Изменить стиль страницы

— Красиво, — вырвалось у него.

— Спасибо, — ответила Кэролайн. — Хочешь бокал вина?

— Если есть что-нибудь открытое.

— «Монтраше». Не возражаешь?

— Ничуть. — Паже про себя улыбнулся: изысканное французское вино удивительно сочеталось с обликом Кэролайн, которая в своей упрямой эксцентричности, должно быть, считала калифорнийские марки вин чересчур обыденными. Он проследовал за ней в гостиную, не забывая смотреть по сторонам. Апартаменты были убраны со вкусом, при этом безо всякой нарочитости; среди современной мебели встречались редкие старинные предметы, вроде кресла-качалки или дубового шведского бюро, которые, как отметил про себя Паже, скорее достались Мастерс по наследству, нежели были куплены. Это напомнило ему, что он почти ничего не знает о ней, за исключением того, что она была выходцем из Новой Англии. Судя по всему, Кэролайн, как и сам Паже, унаследовала также какие-то деньги. Иначе невозможно было представить, чтобы эту квартиру она приобрела на то скромное жалованье, которое получала, работая двадцать лет общественным защитником или судьей, даже с учетом полугода работы на «Кеньон энд Уокер».

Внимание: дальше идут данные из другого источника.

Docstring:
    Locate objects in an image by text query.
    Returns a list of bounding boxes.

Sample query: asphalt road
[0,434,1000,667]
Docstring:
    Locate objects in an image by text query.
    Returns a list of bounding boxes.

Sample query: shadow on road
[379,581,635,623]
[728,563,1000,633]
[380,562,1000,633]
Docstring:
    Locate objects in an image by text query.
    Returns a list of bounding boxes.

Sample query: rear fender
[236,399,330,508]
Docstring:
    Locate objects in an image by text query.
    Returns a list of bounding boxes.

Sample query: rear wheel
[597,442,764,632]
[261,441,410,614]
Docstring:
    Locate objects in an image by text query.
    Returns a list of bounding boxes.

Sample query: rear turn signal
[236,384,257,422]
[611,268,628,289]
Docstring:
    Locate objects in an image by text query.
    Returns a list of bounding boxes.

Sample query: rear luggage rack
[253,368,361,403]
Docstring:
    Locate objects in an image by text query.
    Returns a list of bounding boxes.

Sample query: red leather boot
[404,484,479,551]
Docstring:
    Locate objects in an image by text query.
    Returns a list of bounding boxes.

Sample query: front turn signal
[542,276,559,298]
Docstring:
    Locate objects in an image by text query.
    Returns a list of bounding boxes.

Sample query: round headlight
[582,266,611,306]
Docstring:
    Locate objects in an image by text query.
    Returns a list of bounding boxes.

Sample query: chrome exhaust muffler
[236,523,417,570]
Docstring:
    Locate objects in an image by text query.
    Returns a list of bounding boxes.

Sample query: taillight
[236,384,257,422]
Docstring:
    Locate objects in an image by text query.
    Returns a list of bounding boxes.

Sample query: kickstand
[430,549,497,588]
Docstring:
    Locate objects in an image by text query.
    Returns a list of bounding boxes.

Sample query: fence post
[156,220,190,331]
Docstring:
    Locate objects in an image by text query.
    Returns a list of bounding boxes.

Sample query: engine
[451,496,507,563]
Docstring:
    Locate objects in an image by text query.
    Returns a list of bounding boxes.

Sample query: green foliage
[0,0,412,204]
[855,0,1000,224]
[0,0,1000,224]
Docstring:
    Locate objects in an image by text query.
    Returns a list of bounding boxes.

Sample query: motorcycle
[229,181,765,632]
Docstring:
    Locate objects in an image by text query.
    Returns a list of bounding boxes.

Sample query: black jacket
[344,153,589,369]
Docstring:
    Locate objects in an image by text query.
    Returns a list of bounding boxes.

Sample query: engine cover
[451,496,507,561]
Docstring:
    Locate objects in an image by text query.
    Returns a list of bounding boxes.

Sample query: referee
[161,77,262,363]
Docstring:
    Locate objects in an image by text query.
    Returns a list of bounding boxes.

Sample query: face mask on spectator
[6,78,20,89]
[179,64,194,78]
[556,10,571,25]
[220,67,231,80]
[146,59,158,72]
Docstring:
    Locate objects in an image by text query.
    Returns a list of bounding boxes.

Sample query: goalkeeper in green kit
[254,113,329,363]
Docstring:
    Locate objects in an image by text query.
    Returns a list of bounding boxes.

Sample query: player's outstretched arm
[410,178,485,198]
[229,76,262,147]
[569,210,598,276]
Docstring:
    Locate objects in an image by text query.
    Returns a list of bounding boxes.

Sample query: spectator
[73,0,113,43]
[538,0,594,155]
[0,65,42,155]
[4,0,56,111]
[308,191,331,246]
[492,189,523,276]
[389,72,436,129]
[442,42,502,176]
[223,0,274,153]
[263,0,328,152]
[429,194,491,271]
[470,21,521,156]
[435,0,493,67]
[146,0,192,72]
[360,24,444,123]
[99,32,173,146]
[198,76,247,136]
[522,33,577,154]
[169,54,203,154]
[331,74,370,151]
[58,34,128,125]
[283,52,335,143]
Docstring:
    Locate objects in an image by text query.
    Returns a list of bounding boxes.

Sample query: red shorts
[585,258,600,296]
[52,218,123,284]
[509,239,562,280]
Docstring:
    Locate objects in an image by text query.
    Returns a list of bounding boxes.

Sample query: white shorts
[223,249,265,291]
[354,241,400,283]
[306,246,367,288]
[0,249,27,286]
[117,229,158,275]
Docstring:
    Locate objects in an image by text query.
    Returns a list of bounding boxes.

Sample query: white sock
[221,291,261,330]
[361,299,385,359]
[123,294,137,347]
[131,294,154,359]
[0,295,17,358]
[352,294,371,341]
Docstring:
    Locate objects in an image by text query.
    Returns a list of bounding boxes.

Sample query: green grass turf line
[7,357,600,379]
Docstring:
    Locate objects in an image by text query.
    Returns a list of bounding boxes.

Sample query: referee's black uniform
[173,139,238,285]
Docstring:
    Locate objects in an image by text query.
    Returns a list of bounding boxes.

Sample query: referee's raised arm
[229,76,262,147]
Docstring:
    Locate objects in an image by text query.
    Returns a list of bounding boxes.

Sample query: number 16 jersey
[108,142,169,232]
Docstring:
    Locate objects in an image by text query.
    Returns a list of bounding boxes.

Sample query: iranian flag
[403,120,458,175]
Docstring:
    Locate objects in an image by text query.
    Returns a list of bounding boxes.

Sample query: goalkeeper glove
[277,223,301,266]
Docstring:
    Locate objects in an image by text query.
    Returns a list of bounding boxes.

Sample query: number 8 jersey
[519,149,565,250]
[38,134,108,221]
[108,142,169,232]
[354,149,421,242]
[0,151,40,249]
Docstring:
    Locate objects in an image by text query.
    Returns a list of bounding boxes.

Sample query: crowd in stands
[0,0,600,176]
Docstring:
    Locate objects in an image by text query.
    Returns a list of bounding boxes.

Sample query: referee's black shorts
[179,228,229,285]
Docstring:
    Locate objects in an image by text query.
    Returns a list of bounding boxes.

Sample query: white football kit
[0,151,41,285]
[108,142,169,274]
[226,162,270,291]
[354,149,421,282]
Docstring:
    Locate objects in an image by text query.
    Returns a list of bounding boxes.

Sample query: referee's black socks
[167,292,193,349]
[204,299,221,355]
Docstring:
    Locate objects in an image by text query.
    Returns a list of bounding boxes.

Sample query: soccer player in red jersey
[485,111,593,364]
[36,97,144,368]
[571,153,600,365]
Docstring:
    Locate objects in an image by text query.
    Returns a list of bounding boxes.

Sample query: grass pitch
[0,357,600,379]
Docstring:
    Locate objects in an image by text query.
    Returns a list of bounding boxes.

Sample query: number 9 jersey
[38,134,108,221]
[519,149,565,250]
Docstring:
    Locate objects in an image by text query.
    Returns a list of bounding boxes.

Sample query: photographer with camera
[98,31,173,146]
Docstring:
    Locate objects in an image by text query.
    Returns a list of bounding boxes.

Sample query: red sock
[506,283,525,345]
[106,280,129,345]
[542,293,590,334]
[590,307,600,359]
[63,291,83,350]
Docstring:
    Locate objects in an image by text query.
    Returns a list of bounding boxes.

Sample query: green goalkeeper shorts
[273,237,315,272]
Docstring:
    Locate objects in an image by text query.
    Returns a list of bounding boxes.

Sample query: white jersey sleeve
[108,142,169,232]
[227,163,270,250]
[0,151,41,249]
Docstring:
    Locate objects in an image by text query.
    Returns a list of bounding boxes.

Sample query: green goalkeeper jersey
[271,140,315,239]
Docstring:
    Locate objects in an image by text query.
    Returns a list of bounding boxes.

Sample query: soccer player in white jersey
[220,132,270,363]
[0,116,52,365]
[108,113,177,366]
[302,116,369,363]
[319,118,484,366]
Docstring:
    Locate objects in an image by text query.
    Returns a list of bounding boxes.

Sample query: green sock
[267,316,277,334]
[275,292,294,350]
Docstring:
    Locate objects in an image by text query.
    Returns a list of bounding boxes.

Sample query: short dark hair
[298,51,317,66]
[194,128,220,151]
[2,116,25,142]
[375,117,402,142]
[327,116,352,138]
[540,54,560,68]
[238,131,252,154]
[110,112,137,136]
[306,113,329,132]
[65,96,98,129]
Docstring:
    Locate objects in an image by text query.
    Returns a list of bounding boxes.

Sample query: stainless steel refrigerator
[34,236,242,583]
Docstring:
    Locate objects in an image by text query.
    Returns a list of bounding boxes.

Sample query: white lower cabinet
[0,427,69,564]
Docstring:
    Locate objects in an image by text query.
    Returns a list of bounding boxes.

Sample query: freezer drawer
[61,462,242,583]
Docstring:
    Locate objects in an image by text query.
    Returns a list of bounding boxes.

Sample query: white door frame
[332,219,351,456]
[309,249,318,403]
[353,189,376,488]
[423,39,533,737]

Кухня была просторная и уютная; все свидетельствовало о том, что здесь одна-единственная хозяйка, делающая то, что ей нравится.

Кэролайн протянула Паже бокал вина.

— Спасибо, — поблагодарил он.

Она молча пригубила вино, словно поглощенная какими-то мыслями, но в следующее мгновение спросила:

— Может, выйдем на крышу? Хороший вечер, к тому же мы целый день словно в заточении.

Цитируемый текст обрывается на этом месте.